Practical Considerations in Frequency Diverse Array Radar Signal Processing

Abstract

The frequency diverse array (FDA) has been shown to produce a range and angle dependent beampattern, unlike a conventional phased array which yields only a direction dependent pattern. The FDA generates a range-selective projection on to the far-field region that migrates spatially along the extent of the functional range. A recent FDA architecture known as equivalent transmit beamforming has been demonstrated to exhibit a time-independent behavior that can potentially simplify the receiver signal processing. This thesis studies lapses in practical considerations of equivalent transmit beamforming system operations. The influence of target motion on equivalent transmit beamforming is elaborated upon, and a metric is constructed to quantify the adverse consequences of a non-stationary target on system detection capabilities. The equivalent transmit beamforming scheme is then translated onto 2-dimensional arrays that have more flexibility in control across dimensions (range, azimuth, elevation).
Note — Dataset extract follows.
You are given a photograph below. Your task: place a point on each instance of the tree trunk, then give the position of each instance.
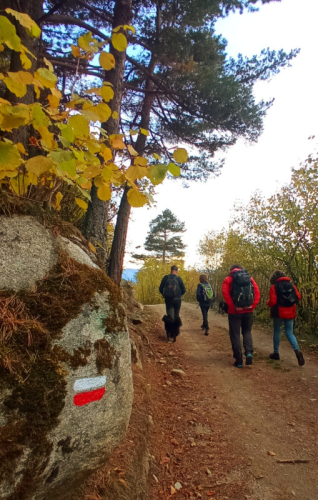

The unique array factors of the planar configurations are formulated from which the radiation characteristics are gauged in order to assess the relative performance of each configuration. Finally, the effect of unknown mutual coupling in both transmit and receive mode is considered. An algorithm is proposed which performs online joint estimation of the mutual coupling coefficients and the target parameters, along with a mutual coupling compensation method. Detailed signal model formulations and simulation results are included to confirm the results of this work.